“I was drafted into the Third Aviation Battalion in Valašské Meziříčí. The very next day we went to Plavecké Podhradie, north of Bratislava, which was our boot camp. I spent two months there. Everything went on normally, the Communists didn’t filter us. The political officer always called me in to have a chat. He never said anything to the effect that he was finding something out about me. I didn’t notice it. He behaved in a friendly manner, we were on first-name terms. One time he came up and told me he hadn’t thought I was such a bitch. I asked him why, and he said he’d let me read the assessment sent by the Communists from my village. It stood there that I was raised in a clerical way, that I was a kulak and an undesirable. As soon as he gave it to me to read, the very next day he sent me with my gun and my things to Valašské Meziříčí, where I cleaned windows in the kitchen for three days. Then he sent me to the mine, and I was on my own again.”
“The second day one boy from our room went to the village. He’d had a baby born, so he was going to buy him his first slippers. By some accident he got caught up in the extraction machine, and it mashed him to bits. One dead in our room on just the second day.”
“The Germans blew up the railway bridge over the Morava the day before our liberation. When the front passed by, the Russian soldiers started building a new bridge. I was seventeen years old, and I drove horses. We hauled rocks out of the Morava, poured concrete, and all able men had to go work there. I remember that one Russian soldier fell down there and died. Then there was a bloated German soldier who came floating down the Morava face down. We dragged him out and buried him.”
“We had a super-Communist living in the life tenancy [a specific Czech legal and cultural institution, in which a small independent flat is kept in an outlying part of the farmhouse for the elderly parents to retire to when they pass the farm on to their children or another farmer - trans.], he was a butcher. We shared a door. I tried to work out how I’d secretly kill the pig. I made a kind of pair of electric pliers from the slats of a bundling machine, and in the night we sealed up the door to the pigsty, and I killed it with the pliers. Dad was afraid and didn’t come out at all, so I killed it and gutted it myself.
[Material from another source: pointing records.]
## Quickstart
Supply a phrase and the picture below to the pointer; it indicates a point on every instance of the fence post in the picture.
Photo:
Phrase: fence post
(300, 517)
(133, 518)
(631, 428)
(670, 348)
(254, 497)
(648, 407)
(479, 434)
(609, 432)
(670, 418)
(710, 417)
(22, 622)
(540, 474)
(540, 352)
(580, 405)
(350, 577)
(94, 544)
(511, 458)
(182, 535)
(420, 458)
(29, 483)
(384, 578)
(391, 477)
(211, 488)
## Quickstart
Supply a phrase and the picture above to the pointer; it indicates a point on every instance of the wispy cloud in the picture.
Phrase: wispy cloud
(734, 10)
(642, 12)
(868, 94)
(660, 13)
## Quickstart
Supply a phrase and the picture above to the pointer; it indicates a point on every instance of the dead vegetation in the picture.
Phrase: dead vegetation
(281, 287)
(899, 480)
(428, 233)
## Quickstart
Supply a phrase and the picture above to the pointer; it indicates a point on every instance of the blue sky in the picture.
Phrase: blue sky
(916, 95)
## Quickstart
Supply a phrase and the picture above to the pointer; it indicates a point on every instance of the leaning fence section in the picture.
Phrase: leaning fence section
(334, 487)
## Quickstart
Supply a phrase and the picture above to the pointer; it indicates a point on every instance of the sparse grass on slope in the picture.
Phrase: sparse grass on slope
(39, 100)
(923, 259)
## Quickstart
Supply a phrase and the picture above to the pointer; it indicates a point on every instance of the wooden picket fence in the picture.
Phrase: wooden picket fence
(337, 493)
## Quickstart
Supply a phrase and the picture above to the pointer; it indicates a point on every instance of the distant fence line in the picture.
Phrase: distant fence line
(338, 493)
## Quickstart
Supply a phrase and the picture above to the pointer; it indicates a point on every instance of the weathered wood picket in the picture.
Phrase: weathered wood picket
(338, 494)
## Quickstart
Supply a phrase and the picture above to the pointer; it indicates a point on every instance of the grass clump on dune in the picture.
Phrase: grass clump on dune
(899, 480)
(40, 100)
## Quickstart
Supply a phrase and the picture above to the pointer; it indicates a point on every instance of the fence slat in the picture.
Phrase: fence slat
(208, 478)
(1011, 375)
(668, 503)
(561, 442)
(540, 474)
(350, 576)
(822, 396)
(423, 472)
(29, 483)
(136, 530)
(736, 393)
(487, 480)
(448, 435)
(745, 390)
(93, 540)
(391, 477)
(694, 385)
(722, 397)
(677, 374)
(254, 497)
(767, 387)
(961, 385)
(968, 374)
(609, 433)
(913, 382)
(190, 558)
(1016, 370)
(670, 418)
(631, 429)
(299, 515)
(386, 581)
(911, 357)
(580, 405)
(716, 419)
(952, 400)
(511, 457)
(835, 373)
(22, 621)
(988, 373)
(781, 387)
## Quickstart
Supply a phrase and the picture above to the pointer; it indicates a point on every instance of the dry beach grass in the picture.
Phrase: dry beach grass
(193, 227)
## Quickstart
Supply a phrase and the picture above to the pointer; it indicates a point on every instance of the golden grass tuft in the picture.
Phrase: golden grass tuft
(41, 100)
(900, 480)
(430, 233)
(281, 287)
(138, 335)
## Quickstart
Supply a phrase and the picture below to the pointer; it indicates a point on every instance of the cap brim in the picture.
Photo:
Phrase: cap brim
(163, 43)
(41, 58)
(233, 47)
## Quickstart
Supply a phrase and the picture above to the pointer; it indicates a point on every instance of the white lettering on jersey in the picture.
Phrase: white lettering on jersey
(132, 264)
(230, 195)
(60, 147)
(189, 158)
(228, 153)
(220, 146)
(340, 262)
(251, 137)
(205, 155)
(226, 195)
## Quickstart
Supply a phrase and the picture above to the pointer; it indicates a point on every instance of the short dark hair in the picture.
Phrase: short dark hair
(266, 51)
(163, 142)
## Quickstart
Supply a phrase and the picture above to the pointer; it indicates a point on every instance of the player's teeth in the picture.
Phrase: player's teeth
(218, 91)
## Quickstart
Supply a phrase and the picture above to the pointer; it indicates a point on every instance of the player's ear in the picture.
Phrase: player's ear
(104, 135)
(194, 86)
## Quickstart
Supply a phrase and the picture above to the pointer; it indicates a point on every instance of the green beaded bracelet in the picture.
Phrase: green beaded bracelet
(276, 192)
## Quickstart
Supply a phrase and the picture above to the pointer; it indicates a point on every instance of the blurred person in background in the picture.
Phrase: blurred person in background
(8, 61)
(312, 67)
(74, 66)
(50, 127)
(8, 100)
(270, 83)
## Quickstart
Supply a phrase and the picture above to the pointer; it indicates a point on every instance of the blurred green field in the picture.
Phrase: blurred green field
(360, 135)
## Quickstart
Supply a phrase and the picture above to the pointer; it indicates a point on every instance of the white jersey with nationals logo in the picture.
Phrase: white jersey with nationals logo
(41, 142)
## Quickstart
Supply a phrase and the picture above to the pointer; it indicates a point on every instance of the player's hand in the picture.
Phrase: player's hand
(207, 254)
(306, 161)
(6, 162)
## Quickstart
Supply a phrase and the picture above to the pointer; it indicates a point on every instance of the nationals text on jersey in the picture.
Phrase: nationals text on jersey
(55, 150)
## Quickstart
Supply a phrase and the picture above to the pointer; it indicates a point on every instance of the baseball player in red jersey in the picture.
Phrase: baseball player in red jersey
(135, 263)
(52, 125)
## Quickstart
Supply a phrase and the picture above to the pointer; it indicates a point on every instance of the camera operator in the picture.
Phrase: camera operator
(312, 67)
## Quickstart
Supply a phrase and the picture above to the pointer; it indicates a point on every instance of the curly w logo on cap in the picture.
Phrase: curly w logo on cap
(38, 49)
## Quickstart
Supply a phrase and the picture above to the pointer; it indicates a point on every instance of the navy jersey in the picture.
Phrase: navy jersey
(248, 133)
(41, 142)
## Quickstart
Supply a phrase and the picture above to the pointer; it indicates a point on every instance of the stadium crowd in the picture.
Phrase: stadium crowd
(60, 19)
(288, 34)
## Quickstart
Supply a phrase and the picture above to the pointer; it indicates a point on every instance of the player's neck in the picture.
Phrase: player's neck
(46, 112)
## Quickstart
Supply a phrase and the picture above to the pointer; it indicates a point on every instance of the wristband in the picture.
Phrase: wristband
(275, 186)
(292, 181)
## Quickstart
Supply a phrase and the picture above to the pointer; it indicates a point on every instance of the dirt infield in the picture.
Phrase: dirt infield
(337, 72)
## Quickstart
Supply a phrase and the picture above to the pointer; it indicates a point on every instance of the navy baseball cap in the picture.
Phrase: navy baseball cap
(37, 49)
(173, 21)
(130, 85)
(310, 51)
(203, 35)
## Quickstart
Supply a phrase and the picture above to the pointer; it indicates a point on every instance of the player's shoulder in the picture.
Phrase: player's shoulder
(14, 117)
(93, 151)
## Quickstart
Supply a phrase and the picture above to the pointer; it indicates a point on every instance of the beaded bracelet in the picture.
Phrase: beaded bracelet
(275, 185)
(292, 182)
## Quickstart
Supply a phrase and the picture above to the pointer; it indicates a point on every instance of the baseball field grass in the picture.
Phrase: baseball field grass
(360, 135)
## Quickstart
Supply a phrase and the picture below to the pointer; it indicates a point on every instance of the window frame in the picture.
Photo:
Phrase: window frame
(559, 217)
The Communist Pur, whose dead now, lived with his wife in the life tenancy. When I came back from military service, and because I’d worked in construction, I wanted to fix up a place for myself. We didn’t have anywhere to live, and the life tenancy was mine. So I applied at the village [committee], saying that I’d married and that I want to repair it and live there. The chairman Antonín Machálek told me that Communists took precedence. So I wasn’t allowed to live in my own place. Then I went to the butcher, and he told me to wall up one of the doors, that I could live in one of the rooms. There were three rooms in all.”
Jaroslav Kunstfeld was born on 1 April 1928 in Moravičany, where the family owned a farm with thirteen hectares of fields. During the collectivisation period the local Communist functionaries pushed his parents to join the village’s united agricultural cooperative (UAC). His parents resisted the pressure, and when Jaroslav Kunstfeld started his compulsory military service in October 1950, the village committee sent a personal assessment that caused him to be assigned to the Auxiliary Engineering Corps (AEC). The Communist regime would send “politically unreliable” people to serve in the corps as a cheap labour force. The witness spent the next three years extracting black coal from Gottwald Mine in Horní Suchá. After his release he tended to a private farm for two years. In 1956 another UAC was founded in Moravičany, and the family had no choice but to join it. Jaroslav Kunstfeld was employed as a bricklayer at the co-op, later as a farm equipment mechanic. In the first free elections after the fall of Communism, the witness received the most votes in the village and served as mayor for four years. As of 2017, he lives with his wife Jiřina in his native house in Moravičany.